The Interior Department argued that new leasing is not going to happen immediately, but Judge Winmill said, “the Court disagrees.” The Trump administration’s plan, he wrote, was “designed to open up more land to oil, gas, and mineral extraction as soon as possible. That was the expressed intent of the Trump Administration and then-Secretary Ryan Zinke. There is no indication that current Secretary David Bernhardt is proceeding at any slower pace.”

The decision is the first major legal ruling on the Trump administration’s plan to lift protections for the sage grouse. It represents a significant win for environmental activists, who have criticized it as a giveaway to the oil and gas industry that would devastate the nesting habitat of the bird.

“This is an important reprieve for a bird that’s really the canary in the coal mine for a spectacular and vanishing ecosystem of the American West,” said Michael Saul, a senior lawyer at the Center for Biological Diversity, an environmental group.

Nicholas Goodwin, a spokesman for the Department of Interior, called the Trump administration’s plan “legally sound” and said it balanced the needs of states while protecting the environment.

“Western States involved in the 2019 greater sage-grouse conservation plans overwhelmingly supported the plans on a bipartisan basis, which we firmly believe to be in the best interest of the American people,” he said in a statement.

Kathleen Sgamma, president of the Western Energy Alliance, an association of independent oil and gas companies, dismissed in a statement the ruling as coming from a judge she said had been “an activist on sage grouse issues for more than a decade.”

She said industry groups “have options in other courts that we’ll be exploring in the next days and weeks.”

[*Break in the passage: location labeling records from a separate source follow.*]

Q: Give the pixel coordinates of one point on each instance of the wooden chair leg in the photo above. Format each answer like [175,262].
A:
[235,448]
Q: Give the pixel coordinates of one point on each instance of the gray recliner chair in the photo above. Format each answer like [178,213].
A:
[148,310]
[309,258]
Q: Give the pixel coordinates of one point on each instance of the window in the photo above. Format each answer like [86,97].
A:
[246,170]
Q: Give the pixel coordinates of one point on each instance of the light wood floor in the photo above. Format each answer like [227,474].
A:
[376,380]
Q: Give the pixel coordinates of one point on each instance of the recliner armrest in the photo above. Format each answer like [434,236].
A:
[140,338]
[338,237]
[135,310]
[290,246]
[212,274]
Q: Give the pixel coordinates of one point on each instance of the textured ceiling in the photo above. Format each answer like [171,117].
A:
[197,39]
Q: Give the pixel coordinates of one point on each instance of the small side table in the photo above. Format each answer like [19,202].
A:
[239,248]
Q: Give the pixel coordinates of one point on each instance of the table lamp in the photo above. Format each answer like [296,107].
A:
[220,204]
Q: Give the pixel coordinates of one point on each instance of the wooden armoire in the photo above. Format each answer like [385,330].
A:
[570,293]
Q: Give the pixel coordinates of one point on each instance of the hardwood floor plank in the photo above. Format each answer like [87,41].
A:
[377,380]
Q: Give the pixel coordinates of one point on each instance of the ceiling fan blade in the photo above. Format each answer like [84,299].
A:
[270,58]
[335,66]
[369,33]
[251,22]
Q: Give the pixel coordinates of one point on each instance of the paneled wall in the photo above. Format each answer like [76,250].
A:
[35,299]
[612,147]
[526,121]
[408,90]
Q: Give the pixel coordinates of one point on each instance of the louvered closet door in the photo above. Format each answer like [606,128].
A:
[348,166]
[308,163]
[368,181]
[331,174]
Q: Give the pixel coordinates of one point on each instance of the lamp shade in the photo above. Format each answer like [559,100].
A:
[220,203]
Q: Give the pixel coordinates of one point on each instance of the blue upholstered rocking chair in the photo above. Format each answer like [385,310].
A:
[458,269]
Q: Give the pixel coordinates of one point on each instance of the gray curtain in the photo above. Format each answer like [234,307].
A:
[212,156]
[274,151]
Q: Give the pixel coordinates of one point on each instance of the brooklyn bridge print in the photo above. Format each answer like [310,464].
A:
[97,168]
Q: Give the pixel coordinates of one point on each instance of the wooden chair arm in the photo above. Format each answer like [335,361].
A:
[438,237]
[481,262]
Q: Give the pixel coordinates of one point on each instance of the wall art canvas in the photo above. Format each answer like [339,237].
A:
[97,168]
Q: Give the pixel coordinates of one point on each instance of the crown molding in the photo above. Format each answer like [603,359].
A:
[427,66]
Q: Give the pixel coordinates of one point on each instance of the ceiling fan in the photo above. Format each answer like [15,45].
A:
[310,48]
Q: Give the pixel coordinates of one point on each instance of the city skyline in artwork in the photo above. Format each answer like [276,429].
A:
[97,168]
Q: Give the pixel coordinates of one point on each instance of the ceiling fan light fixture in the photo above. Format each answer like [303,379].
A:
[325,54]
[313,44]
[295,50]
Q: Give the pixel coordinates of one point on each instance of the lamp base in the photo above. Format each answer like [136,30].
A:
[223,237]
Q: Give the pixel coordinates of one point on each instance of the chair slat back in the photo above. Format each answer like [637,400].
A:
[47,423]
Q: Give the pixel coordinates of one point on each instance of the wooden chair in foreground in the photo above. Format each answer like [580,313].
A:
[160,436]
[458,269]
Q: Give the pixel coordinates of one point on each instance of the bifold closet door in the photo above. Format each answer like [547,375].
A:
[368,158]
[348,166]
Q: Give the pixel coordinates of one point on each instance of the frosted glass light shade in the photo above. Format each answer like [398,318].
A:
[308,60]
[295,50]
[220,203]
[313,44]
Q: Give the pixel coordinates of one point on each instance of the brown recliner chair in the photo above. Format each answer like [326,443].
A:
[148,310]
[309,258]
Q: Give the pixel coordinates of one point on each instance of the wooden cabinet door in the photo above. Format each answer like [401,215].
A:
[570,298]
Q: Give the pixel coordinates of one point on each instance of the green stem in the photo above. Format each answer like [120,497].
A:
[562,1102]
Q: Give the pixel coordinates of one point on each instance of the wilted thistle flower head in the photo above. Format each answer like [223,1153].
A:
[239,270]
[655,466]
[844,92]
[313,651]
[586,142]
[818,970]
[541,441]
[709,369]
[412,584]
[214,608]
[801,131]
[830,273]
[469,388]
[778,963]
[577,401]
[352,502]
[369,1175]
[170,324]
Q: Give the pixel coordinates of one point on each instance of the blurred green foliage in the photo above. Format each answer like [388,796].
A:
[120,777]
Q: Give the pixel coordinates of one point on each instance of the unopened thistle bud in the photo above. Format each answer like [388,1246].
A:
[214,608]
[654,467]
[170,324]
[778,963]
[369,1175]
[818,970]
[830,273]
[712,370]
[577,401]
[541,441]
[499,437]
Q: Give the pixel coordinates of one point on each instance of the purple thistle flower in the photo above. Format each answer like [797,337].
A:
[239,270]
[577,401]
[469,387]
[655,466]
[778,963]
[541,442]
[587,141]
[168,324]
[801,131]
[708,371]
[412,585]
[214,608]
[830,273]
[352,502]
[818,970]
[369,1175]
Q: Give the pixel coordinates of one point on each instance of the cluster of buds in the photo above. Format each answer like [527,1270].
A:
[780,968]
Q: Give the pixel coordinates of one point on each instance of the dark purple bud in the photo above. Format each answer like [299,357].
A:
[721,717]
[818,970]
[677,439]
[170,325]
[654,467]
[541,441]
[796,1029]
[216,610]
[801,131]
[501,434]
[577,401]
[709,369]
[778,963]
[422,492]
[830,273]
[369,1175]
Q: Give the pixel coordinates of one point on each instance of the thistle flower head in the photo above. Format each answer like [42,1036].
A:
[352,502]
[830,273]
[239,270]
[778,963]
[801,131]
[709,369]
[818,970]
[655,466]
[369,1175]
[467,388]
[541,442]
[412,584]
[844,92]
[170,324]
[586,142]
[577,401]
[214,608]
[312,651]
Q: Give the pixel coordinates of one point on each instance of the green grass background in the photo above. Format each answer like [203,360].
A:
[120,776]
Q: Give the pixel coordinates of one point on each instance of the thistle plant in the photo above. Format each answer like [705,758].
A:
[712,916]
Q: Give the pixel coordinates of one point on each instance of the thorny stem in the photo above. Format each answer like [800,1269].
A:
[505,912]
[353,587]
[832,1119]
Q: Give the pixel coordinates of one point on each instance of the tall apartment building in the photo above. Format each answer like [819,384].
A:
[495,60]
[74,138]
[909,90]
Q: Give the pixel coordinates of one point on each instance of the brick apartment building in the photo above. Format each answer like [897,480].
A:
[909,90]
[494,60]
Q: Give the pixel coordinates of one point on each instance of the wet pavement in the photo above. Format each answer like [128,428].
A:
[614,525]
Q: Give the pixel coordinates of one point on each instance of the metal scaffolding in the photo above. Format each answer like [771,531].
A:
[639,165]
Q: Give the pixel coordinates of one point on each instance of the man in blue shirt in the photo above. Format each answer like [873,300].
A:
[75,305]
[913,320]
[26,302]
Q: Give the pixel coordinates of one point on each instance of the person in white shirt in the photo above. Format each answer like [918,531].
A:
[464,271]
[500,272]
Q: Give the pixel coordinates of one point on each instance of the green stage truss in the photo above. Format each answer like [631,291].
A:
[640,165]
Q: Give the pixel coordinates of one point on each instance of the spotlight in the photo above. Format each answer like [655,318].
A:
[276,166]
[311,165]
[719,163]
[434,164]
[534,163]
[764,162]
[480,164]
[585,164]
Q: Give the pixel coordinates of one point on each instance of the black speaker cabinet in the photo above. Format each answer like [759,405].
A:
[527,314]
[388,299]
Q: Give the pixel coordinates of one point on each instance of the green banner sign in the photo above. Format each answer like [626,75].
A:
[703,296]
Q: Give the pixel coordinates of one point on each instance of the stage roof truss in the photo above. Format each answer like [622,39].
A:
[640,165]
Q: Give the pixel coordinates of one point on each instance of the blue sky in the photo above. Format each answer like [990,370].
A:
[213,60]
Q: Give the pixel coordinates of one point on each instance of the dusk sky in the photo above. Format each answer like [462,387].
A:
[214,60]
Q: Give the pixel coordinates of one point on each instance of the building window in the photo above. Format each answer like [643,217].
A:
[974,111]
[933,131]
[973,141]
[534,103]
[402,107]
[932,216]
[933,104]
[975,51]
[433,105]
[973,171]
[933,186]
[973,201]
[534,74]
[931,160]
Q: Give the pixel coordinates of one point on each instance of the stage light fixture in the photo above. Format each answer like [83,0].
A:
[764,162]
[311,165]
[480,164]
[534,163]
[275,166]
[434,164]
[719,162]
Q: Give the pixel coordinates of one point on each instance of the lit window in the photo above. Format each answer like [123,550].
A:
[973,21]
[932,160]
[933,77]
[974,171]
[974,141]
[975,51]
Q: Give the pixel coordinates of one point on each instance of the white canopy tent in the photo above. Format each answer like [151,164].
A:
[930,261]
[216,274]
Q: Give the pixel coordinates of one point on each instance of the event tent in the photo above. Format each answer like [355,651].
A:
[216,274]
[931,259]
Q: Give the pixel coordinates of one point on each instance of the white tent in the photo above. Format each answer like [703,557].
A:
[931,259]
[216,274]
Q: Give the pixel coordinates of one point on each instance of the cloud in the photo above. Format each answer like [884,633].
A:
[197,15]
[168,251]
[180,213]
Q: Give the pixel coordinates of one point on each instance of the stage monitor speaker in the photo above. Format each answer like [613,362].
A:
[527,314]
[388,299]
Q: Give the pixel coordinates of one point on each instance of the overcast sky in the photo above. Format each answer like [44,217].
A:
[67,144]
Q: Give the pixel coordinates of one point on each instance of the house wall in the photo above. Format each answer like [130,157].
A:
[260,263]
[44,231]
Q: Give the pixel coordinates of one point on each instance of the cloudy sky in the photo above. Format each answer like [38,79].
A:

The immediate effect of the ruling is that a previous sage grouse plan from 2015, during the administration of former President Barack Obama, is now reinstated until a court makes a final ruling on the legality of the Trump administration’s plan.

Under that plan, oil and gas drilling was banned or limited in 10.7 million acres where the bird lives, on lands located within “sagebrush focal areas.”

The Trump administration’s plan aims to limit that designation to all but 1.8 million acres, mostly in Oregon and Montana.

The sage grouse plan was one in a series of moves by the Trump administration to promote oil and gas drilling on public land, in support of what President Trump has called a policy of American “energy dominance.”